O escritor Olavo de Carvalho, morto na segunda-feira 24, gabava-se de, ainda em 2018, ter sido escolhido o mentor do clã Bolsonaro, mas todas as indicações que fez para o então recém-eleito governo do ex-capitão se transformaram em desgaste e estremecimento de relações políticas, uma verdadeira herança maldita. De suas mãos saíram nomes como os ex-ministros da Educação Ricardo Vélez e Abraham Weintraub, o ex-chanceler Ernesto Araújo e o atual assessor para Assuntos Internacionais da Presidência Filipe G. Martins.
Em comum, todos perderam influência política e acabaram escanteados, seja por embates desnecessários, seja pelo avanço do governo de Jair Bolsonaro rumo aos partidos do Centrão. A poucos meses da eleição em que o presidente tentará conquistar um novo mandato, pouco sobrou da todo-poderosa ala ideológica do bolsonarismo.
Em entrevista a VEJA, Olavo chegou a se declarar como “o segundo governo”, tamanha a influência de que gozava no início da administração bolsonarista, mas o tempo mostrou a dimensão de seu espólio. Ricardo Vélez foi demitido 100 dias após o início da gestão no Ministério da Educação, marcada por crises. O ponto alto da rápida passagem do professor colombiano pelo MEC foi a saraivada de críticas que recebeu ao declarar, em entrevista às Páginas Amarelas de VEJA, que brasileiros agem como “canibais” ao viajar. “Rouba coisas dos hotéis, rouba o assento salva-vidas do avião, acha que sai de casa e pode carregar tudo. Esse é o tipo de coisa que tem de ser revertido na escola”, afirmou Vélez.
O sucessor no posto tampouco foi menos verborrágico. O economista Abraham Weintraub foi demitido 14 meses após a posse no cargo e, enquanto esteve no ministério, contribuiu para elevar a tensão entre o presidente e o Judiciário. Weintraub nunca engoliu decisões judiciais que o desagradavam, como o veto à nomeação do delegado Alexandre Ramagem para a chefia da Polícia Federal, e atacou de forma virulenta o Supremo Tribunal Federal (STF). Em uma reunião com o presidente e ministros em abril de 2020, ele defendeu que juízes do STF acabassem atrás das grades – ou, em suas palavras, “colocava esses vagabundos todos na cadeia, começando no STF”. A demissão do segundo ministro da Educação foi resultado da pressão do próprio Supremo, que exigia uma resposta do Palácio do Planalto contra as agressões. Hoje, ele tenta se lançar candidato ao governo de São Paulo – e voltou ao ringue verbal, ainda que agora contra o próprio Bolsonaro.
Outro olavista no primeiro escalão, o ex-ministro Ernesto Araújo, que chegou a defender que o país fosse visto como um “pária internacional”, brigou com parceiros comerciais importantes, como a China, atacou a credibilidade de vacinas contra a Covid e bateu de frente com parlamentares que defendiam a tecnologia 5G chinesa. Em um dos seus arroubos, disse que preferia ver a política externa do Brasil sendo condenada por outras nações a se aliar ao “cinismo interesseiro dos globalistas, dos corruptos e semicorruptos”.
Olavo de Carvalho também ajudou a provocar desgastes para Bolsonaro ao escolher como interlocutor do governo para política externa um de seus alunos, o bacharel em Relações Internacionais Filipe G. Martins. Martins entoava, ao lado de Araújo, loas contra a China, as vacinas e um suposto “marxismo cultural”. Denunciado após simular um gesto interpretado como símbolo da supremacia branca em uma sessão do Senado, hoje vive escanteado no Palácio do Planalto e não participa mais de agendas relevantes com chefes de Estado.

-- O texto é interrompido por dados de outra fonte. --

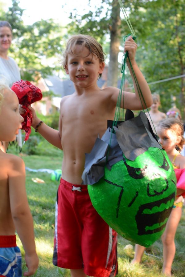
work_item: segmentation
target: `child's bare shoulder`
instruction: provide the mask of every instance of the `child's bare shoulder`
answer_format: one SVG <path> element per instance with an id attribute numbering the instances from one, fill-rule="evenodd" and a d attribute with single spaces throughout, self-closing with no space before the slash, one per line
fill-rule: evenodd
<path id="1" fill-rule="evenodd" d="M 105 87 L 101 90 L 101 91 L 103 92 L 109 92 L 110 93 L 113 93 L 114 92 L 117 93 L 119 91 L 119 89 L 117 87 L 115 86 L 106 86 Z"/>
<path id="2" fill-rule="evenodd" d="M 180 168 L 185 168 L 185 157 L 182 155 L 178 155 L 176 159 L 177 160 L 177 161 L 179 164 Z"/>
<path id="3" fill-rule="evenodd" d="M 20 157 L 12 154 L 3 153 L 0 156 L 0 160 L 4 167 L 6 167 L 8 171 L 22 171 L 25 170 L 25 165 L 23 159 Z"/>

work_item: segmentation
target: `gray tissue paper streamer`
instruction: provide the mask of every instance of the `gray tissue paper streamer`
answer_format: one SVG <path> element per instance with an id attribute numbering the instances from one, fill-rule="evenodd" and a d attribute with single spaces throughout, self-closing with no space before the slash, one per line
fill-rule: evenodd
<path id="1" fill-rule="evenodd" d="M 97 183 L 104 175 L 105 167 L 110 170 L 122 159 L 123 153 L 128 159 L 134 161 L 149 147 L 162 149 L 143 112 L 113 128 L 116 134 L 108 128 L 101 138 L 97 138 L 91 152 L 85 154 L 83 184 Z"/>

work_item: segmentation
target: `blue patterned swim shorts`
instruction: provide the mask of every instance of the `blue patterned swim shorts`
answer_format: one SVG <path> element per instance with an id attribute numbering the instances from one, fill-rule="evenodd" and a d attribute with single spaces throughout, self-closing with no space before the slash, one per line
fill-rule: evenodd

Da família Bolsonaro, quem mais se aproximou de Olavo de Carvalho foi o deputado federal Eduardo Bolsonaro. Ele manteve encontros com o escritor e com o ex-estrategista de Donald Trump, Steve Bannon, em uma parceria para apoiar o avanço dos conservadores na América e frear “inimigos” como o Foro de São Paulo, que agrega os partidos e organizações de esquerda na região. Às vésperas das eleições, Eduardo perdeu espaço para o irmão Flávio, senador, entre aqueles que atuarão nos planos da campanha à reeleição do presidente.